UPDATES: Twitch, comments and crowdfunding
Adam Tinworth reminds me that when it comes to online video, Twitch is also worth watching in 2015 (YouTube was widely rumoured to be buying the video streaming service before Amazon beat them to it. More on the rise of Twitch in 2014 here).
I also forgot about crowdfunding. 2014 began with the launch of Guardian Media Group-backed crowdfunding project Contributoria, after the launch of the first German-speaking journalism crowdfunding platform Krautreporter in late 2013. In June 2014 Kickstarter added a journalism category, with over 140 projects funded within six months, and in November Google launched Contributor, a crowdfunding tool for (selected, at first) publishers.
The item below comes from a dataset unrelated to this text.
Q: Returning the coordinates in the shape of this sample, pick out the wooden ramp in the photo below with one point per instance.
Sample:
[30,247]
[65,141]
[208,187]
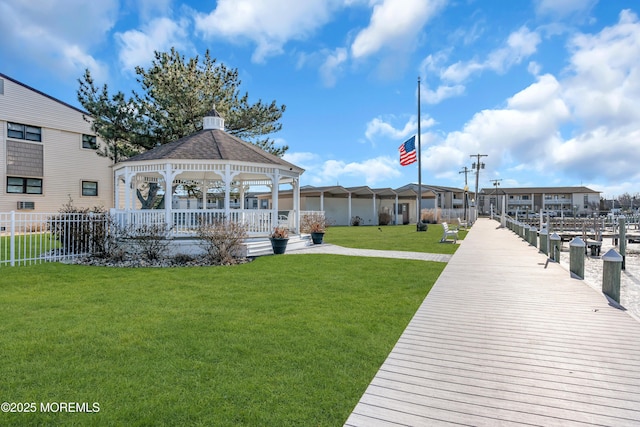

Meanwhile crowdfunding platform Beacon signed a number of deals partnering with publishers.
Both announcements referred to the way that comments had moved to social media, but also took a swipe at pseudonymous comments on their own sites. (The evidence suggests pseudonymity – distinguished from anonymity – can be a positive thing.)
Notably, Reuters mentioned how social media comments are “self-policed”. In other words, the cost is not borne by organisation. Of course that also means much of the benefit is potentially lost: better engagement metrics, the opportunity for direct, pseudonymous tip-offs…
Or is it? When the National Journal changed its comment policy engagement, and other metrics, increased. Of course, it all depends on how well the comments are moderated. So in 2015 expect to see more news organisations deciding whether they are platforms or channels.